EZB-Chef Draghi signalisiert vorsichtige Verringerung der Anleihekäufe

25.09.2017, 16:32 Uhr | dpa-AFX

BRÜSSEL (dpa-AFX) - Der Präsident der Europäischen Zentralbank (EZB), Mario Draghi, hat erneut eine vorsichtige Rückführung des milliardenschweren Anleihekaufprogramms signalisiert "Auch nach einer Anpassung bleibt eine konjunkturstützende Geldpolitik notwendig", sagte Draghi am Montag vor dem Wirtschafts- und Währungsausschuss des EU-Parlaments.

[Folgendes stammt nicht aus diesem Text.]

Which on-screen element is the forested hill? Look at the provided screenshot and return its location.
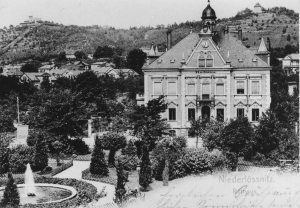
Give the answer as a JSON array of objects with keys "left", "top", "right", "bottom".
[{"left": 0, "top": 7, "right": 299, "bottom": 60}]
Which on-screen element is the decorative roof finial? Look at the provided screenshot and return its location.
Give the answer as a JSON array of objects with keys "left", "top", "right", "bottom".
[{"left": 181, "top": 52, "right": 185, "bottom": 65}]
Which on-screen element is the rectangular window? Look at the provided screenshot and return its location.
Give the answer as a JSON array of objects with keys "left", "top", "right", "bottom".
[
  {"left": 252, "top": 109, "right": 259, "bottom": 121},
  {"left": 202, "top": 84, "right": 210, "bottom": 100},
  {"left": 236, "top": 81, "right": 245, "bottom": 94},
  {"left": 169, "top": 108, "right": 176, "bottom": 121},
  {"left": 168, "top": 82, "right": 176, "bottom": 95},
  {"left": 188, "top": 108, "right": 196, "bottom": 121},
  {"left": 199, "top": 59, "right": 205, "bottom": 67},
  {"left": 217, "top": 109, "right": 224, "bottom": 121},
  {"left": 154, "top": 82, "right": 162, "bottom": 95},
  {"left": 251, "top": 81, "right": 259, "bottom": 95},
  {"left": 237, "top": 108, "right": 244, "bottom": 118},
  {"left": 206, "top": 59, "right": 213, "bottom": 67},
  {"left": 216, "top": 84, "right": 224, "bottom": 95},
  {"left": 187, "top": 84, "right": 196, "bottom": 95}
]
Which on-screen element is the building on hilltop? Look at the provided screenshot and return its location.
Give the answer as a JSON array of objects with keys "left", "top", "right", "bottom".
[
  {"left": 254, "top": 3, "right": 262, "bottom": 14},
  {"left": 138, "top": 2, "right": 271, "bottom": 136},
  {"left": 282, "top": 53, "right": 299, "bottom": 75}
]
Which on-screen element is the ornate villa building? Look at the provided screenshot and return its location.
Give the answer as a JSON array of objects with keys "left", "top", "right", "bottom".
[{"left": 141, "top": 1, "right": 271, "bottom": 136}]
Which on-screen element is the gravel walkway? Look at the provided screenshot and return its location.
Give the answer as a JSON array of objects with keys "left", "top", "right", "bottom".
[{"left": 54, "top": 161, "right": 115, "bottom": 204}]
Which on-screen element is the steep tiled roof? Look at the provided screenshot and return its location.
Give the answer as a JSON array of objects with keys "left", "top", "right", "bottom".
[
  {"left": 254, "top": 3, "right": 261, "bottom": 7},
  {"left": 60, "top": 64, "right": 80, "bottom": 71},
  {"left": 289, "top": 53, "right": 299, "bottom": 60},
  {"left": 92, "top": 67, "right": 111, "bottom": 74},
  {"left": 146, "top": 33, "right": 269, "bottom": 68},
  {"left": 219, "top": 34, "right": 269, "bottom": 67},
  {"left": 147, "top": 33, "right": 199, "bottom": 68}
]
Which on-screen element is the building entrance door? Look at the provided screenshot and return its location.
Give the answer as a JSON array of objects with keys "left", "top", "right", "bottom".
[{"left": 201, "top": 106, "right": 210, "bottom": 120}]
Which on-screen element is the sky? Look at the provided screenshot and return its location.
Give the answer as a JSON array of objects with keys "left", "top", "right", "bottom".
[{"left": 0, "top": 0, "right": 300, "bottom": 29}]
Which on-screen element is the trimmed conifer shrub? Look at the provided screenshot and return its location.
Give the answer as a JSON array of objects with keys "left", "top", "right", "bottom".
[
  {"left": 0, "top": 134, "right": 9, "bottom": 174},
  {"left": 121, "top": 140, "right": 137, "bottom": 156},
  {"left": 90, "top": 138, "right": 108, "bottom": 176},
  {"left": 139, "top": 147, "right": 152, "bottom": 189},
  {"left": 34, "top": 137, "right": 48, "bottom": 170},
  {"left": 0, "top": 172, "right": 20, "bottom": 207},
  {"left": 100, "top": 132, "right": 126, "bottom": 166},
  {"left": 114, "top": 160, "right": 128, "bottom": 204}
]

Die EZB versucht derzeit mit Anleihekäufen von 60 Milliarden Euro im Monat die Inflation zu beleben. Dieses Programm läuft nach derzeitigem Stand noch mindestens bis Ende 2017. Experten rechnen nicht mit einem abrupten Ende, sondern mit einem schrittweisen Ausstieg. Draghi hatte zuletzt signalisiert, dass er auf der nächsten Ratssitzung Ende Oktober Hinweise auf das weitere Vorgehen geben will. Unsicher ist jedoch, ob die EZB auch ein Datum für das Auslaufen des Programms bekanntgeben wird.

Die EZB sei zwar zuversichtlicher geworden, dass sich die Inflation wieder dem Inflationsziel von knapp zwei Prozent annähern werde, sagte Draghi. Um dieses Ziel zu erreichen, sei jedoch weiterhin eine geldpolitische Unterstützung notwendig. Die Kerninflationsrate (ohne Energie- und Lebensmittelpreise) sei in den vergangenen Monaten nur leicht gestiegen. Die EZB müsse daher geduldig und ausdauernd sein. Es gebe immer noch eine Unterauslastung der Wirtschaft.

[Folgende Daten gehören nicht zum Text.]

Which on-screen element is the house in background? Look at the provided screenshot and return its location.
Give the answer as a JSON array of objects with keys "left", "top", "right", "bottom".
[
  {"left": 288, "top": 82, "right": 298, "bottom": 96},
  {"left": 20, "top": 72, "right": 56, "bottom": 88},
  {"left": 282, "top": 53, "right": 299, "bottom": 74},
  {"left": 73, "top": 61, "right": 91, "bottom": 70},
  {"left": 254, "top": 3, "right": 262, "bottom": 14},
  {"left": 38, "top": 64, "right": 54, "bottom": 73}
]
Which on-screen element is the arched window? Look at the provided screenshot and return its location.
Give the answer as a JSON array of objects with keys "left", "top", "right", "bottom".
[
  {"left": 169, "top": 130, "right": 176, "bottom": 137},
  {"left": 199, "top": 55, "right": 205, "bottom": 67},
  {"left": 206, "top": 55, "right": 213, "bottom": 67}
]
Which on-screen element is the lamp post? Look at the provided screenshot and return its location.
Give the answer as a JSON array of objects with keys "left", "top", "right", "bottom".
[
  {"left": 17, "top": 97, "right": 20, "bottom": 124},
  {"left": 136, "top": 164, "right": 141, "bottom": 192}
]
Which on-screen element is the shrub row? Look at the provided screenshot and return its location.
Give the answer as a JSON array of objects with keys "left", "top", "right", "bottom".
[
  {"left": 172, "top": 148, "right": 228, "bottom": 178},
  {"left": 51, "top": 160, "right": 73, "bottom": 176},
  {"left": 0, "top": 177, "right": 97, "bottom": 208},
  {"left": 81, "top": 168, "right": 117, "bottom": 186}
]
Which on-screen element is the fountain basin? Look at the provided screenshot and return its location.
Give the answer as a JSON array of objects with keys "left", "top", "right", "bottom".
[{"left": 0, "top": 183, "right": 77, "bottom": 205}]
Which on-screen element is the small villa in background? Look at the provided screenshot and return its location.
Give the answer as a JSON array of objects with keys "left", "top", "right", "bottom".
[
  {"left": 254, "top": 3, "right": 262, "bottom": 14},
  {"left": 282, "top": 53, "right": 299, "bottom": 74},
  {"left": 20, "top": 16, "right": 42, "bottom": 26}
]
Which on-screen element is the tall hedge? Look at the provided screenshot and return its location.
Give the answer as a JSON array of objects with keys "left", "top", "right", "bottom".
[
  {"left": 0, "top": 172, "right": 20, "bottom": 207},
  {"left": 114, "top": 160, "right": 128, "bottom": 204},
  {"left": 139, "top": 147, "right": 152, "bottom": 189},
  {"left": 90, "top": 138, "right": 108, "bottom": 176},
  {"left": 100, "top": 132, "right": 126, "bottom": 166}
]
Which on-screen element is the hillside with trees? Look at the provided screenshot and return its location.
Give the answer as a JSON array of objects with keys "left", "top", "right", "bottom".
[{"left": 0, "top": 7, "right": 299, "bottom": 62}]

Zuversichtlich äußerte sich Draghi zur Konjunktur in der Eurozone. Der Aufschwung im Währungsraum sei stark. Er erfolge auf breiter Basis mit Blick auf Länder und Sektoren. Es gebe aber weiterhin Risiken für das Wachstum. Dies seien vor allem geopolitische Risiken wie der Nordkorea-Konflikt.

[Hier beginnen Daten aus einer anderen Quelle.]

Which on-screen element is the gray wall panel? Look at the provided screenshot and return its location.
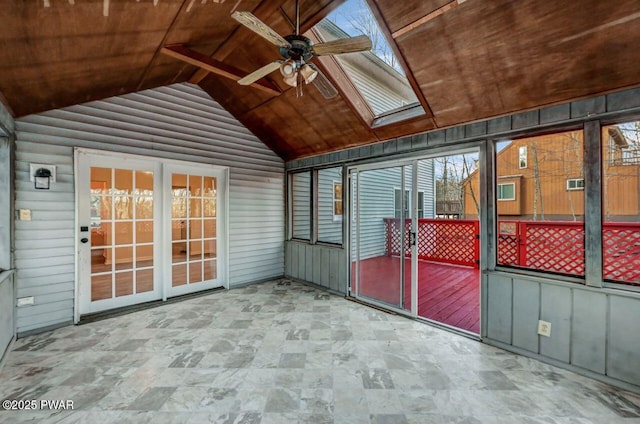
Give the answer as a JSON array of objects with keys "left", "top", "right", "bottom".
[
  {"left": 285, "top": 240, "right": 347, "bottom": 293},
  {"left": 540, "top": 285, "right": 572, "bottom": 362},
  {"left": 0, "top": 272, "right": 15, "bottom": 359},
  {"left": 513, "top": 278, "right": 540, "bottom": 353},
  {"left": 571, "top": 290, "right": 607, "bottom": 374},
  {"left": 607, "top": 296, "right": 640, "bottom": 386},
  {"left": 485, "top": 276, "right": 513, "bottom": 344}
]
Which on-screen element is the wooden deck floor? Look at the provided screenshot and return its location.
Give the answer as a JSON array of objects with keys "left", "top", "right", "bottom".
[{"left": 352, "top": 256, "right": 480, "bottom": 333}]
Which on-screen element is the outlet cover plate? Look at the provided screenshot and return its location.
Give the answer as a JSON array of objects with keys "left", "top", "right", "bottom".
[
  {"left": 18, "top": 296, "right": 36, "bottom": 306},
  {"left": 538, "top": 320, "right": 551, "bottom": 337},
  {"left": 29, "top": 163, "right": 56, "bottom": 183}
]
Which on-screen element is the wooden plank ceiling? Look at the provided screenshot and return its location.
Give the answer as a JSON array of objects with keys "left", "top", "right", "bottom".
[{"left": 0, "top": 0, "right": 640, "bottom": 159}]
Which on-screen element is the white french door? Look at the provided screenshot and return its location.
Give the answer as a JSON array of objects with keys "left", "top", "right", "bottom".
[
  {"left": 76, "top": 153, "right": 162, "bottom": 314},
  {"left": 76, "top": 150, "right": 228, "bottom": 320},
  {"left": 164, "top": 165, "right": 225, "bottom": 296}
]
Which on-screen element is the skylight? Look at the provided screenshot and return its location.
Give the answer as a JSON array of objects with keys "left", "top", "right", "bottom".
[{"left": 315, "top": 0, "right": 424, "bottom": 117}]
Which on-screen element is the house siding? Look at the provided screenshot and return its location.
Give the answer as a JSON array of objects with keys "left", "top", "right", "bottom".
[{"left": 15, "top": 83, "right": 284, "bottom": 334}]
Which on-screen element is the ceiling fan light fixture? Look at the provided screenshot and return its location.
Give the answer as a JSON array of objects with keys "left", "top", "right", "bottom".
[
  {"left": 300, "top": 64, "right": 318, "bottom": 84},
  {"left": 282, "top": 72, "right": 298, "bottom": 87},
  {"left": 280, "top": 60, "right": 297, "bottom": 78}
]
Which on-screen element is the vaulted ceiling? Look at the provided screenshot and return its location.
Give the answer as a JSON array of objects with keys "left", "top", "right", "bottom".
[{"left": 0, "top": 0, "right": 640, "bottom": 159}]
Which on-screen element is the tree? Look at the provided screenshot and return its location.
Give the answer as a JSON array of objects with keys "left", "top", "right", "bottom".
[{"left": 338, "top": 0, "right": 401, "bottom": 71}]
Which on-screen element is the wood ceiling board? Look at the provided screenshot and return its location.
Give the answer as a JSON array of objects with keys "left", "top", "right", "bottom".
[
  {"left": 198, "top": 74, "right": 273, "bottom": 118},
  {"left": 373, "top": 115, "right": 436, "bottom": 140},
  {"left": 0, "top": 1, "right": 181, "bottom": 116},
  {"left": 376, "top": 0, "right": 450, "bottom": 32},
  {"left": 245, "top": 86, "right": 376, "bottom": 159},
  {"left": 396, "top": 0, "right": 640, "bottom": 127}
]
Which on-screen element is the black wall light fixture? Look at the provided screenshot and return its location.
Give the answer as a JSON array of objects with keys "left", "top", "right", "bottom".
[{"left": 33, "top": 168, "right": 51, "bottom": 190}]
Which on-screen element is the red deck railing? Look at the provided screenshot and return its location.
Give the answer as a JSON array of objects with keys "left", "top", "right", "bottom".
[
  {"left": 384, "top": 218, "right": 640, "bottom": 284},
  {"left": 384, "top": 218, "right": 480, "bottom": 268}
]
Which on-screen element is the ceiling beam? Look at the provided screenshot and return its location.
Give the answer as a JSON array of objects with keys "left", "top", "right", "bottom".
[
  {"left": 161, "top": 44, "right": 282, "bottom": 96},
  {"left": 391, "top": 0, "right": 466, "bottom": 38}
]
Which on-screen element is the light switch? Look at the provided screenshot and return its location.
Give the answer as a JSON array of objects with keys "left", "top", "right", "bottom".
[{"left": 20, "top": 209, "right": 31, "bottom": 221}]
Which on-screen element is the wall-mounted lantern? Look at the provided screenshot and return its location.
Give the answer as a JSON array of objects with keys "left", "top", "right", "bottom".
[
  {"left": 29, "top": 163, "right": 56, "bottom": 190},
  {"left": 33, "top": 168, "right": 51, "bottom": 190}
]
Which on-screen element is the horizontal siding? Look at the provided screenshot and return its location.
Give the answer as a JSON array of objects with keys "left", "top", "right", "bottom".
[
  {"left": 352, "top": 160, "right": 434, "bottom": 259},
  {"left": 15, "top": 84, "right": 284, "bottom": 333}
]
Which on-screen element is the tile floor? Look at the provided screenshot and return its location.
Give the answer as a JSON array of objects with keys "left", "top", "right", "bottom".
[{"left": 0, "top": 280, "right": 640, "bottom": 424}]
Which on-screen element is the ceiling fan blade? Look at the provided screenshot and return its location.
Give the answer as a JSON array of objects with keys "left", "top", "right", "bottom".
[
  {"left": 313, "top": 35, "right": 371, "bottom": 56},
  {"left": 231, "top": 12, "right": 291, "bottom": 47},
  {"left": 309, "top": 63, "right": 338, "bottom": 100},
  {"left": 238, "top": 60, "right": 282, "bottom": 85}
]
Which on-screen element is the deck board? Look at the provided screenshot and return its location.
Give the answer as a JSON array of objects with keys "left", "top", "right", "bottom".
[{"left": 352, "top": 256, "right": 480, "bottom": 334}]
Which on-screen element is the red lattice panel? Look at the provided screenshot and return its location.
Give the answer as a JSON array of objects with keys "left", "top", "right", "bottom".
[
  {"left": 602, "top": 223, "right": 640, "bottom": 284},
  {"left": 418, "top": 219, "right": 479, "bottom": 266},
  {"left": 521, "top": 223, "right": 584, "bottom": 275},
  {"left": 385, "top": 218, "right": 479, "bottom": 266},
  {"left": 498, "top": 234, "right": 520, "bottom": 265}
]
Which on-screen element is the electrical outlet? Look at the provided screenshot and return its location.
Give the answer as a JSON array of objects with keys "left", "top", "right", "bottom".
[
  {"left": 18, "top": 296, "right": 36, "bottom": 306},
  {"left": 538, "top": 320, "right": 551, "bottom": 337},
  {"left": 20, "top": 209, "right": 31, "bottom": 221}
]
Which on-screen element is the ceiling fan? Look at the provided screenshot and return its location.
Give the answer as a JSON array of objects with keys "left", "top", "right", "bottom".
[{"left": 231, "top": 0, "right": 371, "bottom": 99}]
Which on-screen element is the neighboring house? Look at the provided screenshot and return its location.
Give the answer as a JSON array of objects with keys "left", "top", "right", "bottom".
[
  {"left": 291, "top": 160, "right": 435, "bottom": 259},
  {"left": 463, "top": 127, "right": 640, "bottom": 221},
  {"left": 314, "top": 19, "right": 418, "bottom": 116}
]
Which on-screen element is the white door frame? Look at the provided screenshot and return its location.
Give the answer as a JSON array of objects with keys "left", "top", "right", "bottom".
[
  {"left": 162, "top": 161, "right": 229, "bottom": 300},
  {"left": 74, "top": 147, "right": 229, "bottom": 324}
]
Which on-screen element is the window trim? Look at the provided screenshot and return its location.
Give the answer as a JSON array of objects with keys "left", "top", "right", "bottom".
[
  {"left": 496, "top": 182, "right": 516, "bottom": 202},
  {"left": 332, "top": 180, "right": 344, "bottom": 222},
  {"left": 518, "top": 146, "right": 528, "bottom": 169}
]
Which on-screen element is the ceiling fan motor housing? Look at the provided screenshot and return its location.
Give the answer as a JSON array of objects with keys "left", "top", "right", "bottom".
[{"left": 280, "top": 34, "right": 313, "bottom": 62}]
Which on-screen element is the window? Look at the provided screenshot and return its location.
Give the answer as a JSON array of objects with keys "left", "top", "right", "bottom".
[
  {"left": 393, "top": 188, "right": 424, "bottom": 218},
  {"left": 518, "top": 146, "right": 527, "bottom": 169},
  {"left": 498, "top": 183, "right": 516, "bottom": 200},
  {"left": 567, "top": 178, "right": 584, "bottom": 190},
  {"left": 495, "top": 131, "right": 585, "bottom": 277},
  {"left": 602, "top": 121, "right": 640, "bottom": 286},
  {"left": 313, "top": 0, "right": 424, "bottom": 119},
  {"left": 333, "top": 181, "right": 343, "bottom": 221},
  {"left": 314, "top": 167, "right": 344, "bottom": 244},
  {"left": 291, "top": 171, "right": 311, "bottom": 240}
]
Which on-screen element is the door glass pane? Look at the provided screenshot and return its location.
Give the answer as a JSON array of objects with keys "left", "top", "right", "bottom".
[
  {"left": 604, "top": 121, "right": 640, "bottom": 286},
  {"left": 203, "top": 261, "right": 216, "bottom": 280},
  {"left": 291, "top": 172, "right": 311, "bottom": 240},
  {"left": 91, "top": 274, "right": 112, "bottom": 302},
  {"left": 204, "top": 219, "right": 216, "bottom": 238},
  {"left": 352, "top": 166, "right": 412, "bottom": 310},
  {"left": 317, "top": 167, "right": 344, "bottom": 244},
  {"left": 90, "top": 167, "right": 154, "bottom": 301},
  {"left": 116, "top": 271, "right": 133, "bottom": 297},
  {"left": 417, "top": 153, "right": 480, "bottom": 334},
  {"left": 136, "top": 269, "right": 153, "bottom": 293},
  {"left": 171, "top": 264, "right": 187, "bottom": 287},
  {"left": 114, "top": 169, "right": 133, "bottom": 195},
  {"left": 171, "top": 174, "right": 217, "bottom": 287}
]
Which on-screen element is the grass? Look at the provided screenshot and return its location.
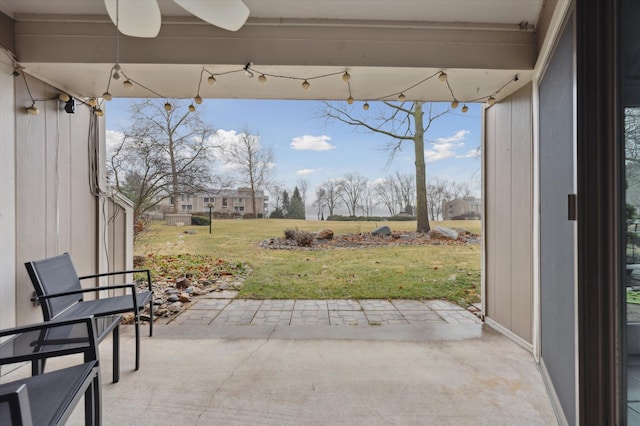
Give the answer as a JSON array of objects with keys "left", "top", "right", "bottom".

Ein Grund zur Verunsicherung sind laut Draghi die zuletzt schwankungsanfälligen Wechselkurse. Diese müssten beobachtet werden. Der stärkere Eurokurs sei auch eine Folge des gestiegenen Vertrauens in die Eurozone. Es gebe jedoch auch politische Gründe. Der Eurokurs hatte in den vergangenen Monaten insbesondere zum US-Dollar merklich zugelegt.